You'll remember that the plate was titled towards the beam at a 56 degree angle, but the object scene was level with the beam. This means that when you view the hologram, the plate will not be tilted towards you but vertical and you'll need to look downward into the plate to see the image. This is an overhead reconstructed hologram because when you hold the plate vertical in front of your eyes, the reconstructing light will be incident on the plate from overhead or over your shoulder.

reconstructing reflection hologram image
Figure 19d: Reconstructing reflection hologram virtual image.

You could have placed the object scene up higher and centered and perpendicular to the recording plate during the exposure as shown in Figure 19e. Then the image would be centered in the middle of the finished hologram and you wouldn't have to look downward into the hologram to see the image. Since that would have been a slightly more difficult setup, I went with an easier setup for your first time reflection hologram.

reconstructing reflection hologram image
Figure 19e: Plate holder with object scene positioned high and
perpendicular to the recording plate.

The final hologram will be clear and you will be able to see background objects through the hologram as well as the image. The image will be less bright under these conditions. To increase the brightness of the image, place the plate, emulsion up, on a piece of paper towel that is on a large area of newspaper outdoors and spray the plate with 2 to 3 thin coats of quick-drying flat black enamel paint.

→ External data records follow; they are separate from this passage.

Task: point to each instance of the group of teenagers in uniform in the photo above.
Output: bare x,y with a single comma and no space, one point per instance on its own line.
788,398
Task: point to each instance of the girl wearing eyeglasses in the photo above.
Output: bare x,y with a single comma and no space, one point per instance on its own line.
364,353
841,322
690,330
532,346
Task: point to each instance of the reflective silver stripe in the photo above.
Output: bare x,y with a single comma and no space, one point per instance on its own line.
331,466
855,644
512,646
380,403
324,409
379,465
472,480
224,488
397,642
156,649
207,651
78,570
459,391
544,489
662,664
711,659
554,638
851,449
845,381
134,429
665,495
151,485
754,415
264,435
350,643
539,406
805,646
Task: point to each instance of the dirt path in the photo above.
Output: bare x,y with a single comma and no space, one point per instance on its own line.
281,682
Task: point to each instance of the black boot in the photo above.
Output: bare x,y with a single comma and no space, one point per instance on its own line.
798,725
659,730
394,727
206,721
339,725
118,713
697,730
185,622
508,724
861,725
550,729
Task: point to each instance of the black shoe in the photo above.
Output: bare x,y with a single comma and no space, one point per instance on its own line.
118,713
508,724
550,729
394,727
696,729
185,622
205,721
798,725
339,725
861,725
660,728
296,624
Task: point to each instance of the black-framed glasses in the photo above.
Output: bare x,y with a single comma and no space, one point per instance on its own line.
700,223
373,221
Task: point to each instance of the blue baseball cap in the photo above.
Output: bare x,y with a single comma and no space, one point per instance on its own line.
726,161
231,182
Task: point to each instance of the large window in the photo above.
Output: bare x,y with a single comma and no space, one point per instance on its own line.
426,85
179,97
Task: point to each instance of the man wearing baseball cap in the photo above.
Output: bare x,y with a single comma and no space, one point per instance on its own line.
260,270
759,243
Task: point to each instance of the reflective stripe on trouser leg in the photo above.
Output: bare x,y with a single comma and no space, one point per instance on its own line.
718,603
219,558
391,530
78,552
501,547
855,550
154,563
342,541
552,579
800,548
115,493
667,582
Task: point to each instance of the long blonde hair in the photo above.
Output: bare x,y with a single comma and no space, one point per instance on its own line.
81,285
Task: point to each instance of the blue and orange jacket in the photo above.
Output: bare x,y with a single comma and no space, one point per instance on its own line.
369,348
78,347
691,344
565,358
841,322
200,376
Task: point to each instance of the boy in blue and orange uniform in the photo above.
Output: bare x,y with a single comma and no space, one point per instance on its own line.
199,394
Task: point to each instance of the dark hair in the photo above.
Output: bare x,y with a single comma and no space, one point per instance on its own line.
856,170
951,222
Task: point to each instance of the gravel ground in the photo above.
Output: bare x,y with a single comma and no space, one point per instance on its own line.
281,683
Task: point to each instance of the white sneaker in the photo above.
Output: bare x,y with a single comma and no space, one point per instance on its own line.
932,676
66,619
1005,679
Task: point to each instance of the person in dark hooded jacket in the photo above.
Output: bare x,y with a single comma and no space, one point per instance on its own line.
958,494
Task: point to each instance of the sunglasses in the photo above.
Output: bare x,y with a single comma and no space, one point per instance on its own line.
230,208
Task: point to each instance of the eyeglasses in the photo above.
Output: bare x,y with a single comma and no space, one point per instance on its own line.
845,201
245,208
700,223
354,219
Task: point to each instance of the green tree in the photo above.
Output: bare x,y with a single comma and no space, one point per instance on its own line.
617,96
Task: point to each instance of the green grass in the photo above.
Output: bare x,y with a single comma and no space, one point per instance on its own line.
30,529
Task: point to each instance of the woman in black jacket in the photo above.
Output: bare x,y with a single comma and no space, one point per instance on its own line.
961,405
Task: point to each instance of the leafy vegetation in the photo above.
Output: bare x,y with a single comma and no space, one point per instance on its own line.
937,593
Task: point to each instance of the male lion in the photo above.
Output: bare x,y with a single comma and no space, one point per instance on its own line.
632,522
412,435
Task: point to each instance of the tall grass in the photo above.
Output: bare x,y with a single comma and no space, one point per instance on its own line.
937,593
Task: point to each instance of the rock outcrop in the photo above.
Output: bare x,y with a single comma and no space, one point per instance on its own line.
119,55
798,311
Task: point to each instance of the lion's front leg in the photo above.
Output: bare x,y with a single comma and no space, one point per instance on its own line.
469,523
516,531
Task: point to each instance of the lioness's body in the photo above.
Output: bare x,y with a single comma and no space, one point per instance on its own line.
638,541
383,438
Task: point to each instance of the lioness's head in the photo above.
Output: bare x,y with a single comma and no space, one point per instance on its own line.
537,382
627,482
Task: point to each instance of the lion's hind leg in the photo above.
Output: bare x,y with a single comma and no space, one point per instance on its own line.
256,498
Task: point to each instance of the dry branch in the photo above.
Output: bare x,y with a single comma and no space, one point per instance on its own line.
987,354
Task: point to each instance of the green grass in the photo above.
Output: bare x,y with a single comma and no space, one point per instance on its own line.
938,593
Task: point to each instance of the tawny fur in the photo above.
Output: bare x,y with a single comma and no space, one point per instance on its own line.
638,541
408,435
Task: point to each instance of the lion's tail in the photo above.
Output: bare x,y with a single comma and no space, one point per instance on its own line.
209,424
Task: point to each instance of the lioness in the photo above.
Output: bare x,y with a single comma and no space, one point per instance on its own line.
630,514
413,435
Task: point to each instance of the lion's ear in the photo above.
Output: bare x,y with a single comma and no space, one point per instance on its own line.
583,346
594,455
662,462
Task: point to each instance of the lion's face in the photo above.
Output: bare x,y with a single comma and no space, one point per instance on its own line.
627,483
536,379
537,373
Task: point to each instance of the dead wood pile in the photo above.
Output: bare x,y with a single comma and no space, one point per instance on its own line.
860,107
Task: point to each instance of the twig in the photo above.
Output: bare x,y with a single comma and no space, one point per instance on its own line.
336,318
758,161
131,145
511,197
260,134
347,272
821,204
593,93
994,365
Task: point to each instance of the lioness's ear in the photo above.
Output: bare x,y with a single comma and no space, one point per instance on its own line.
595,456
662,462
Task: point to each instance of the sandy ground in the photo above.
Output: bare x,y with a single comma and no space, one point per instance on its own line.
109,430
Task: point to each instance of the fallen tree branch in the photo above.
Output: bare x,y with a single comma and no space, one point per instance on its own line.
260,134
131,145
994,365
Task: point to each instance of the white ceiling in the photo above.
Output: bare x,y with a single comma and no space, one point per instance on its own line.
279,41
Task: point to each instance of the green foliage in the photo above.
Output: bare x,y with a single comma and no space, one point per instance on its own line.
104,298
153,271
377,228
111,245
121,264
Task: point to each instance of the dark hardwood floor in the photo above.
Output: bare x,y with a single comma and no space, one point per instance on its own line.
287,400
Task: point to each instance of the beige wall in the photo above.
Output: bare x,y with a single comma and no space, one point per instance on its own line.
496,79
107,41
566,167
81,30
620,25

Do not over spray during each coat. It's better to use multiple thin coats than one or two thick coats. Use a left to right, right to left sweeping motion when spraying. Let the paint dry for 4 hours. Now, when you reconstruct the image in white light, it will be much brighter. You can tell the emulsion side from the glass side of the plate (or acetate side if using film) because the emulsion side has a dull finish when inspected under white light whereas the glass or acetate side is shinny. Painting the emulsion side of the hologram using the above spraying technique should not affect the fringe spacing in the hologram. If it does and shifts the color, then face the emulsion away from the object scene during the recording so you can paint the glass side of the plate.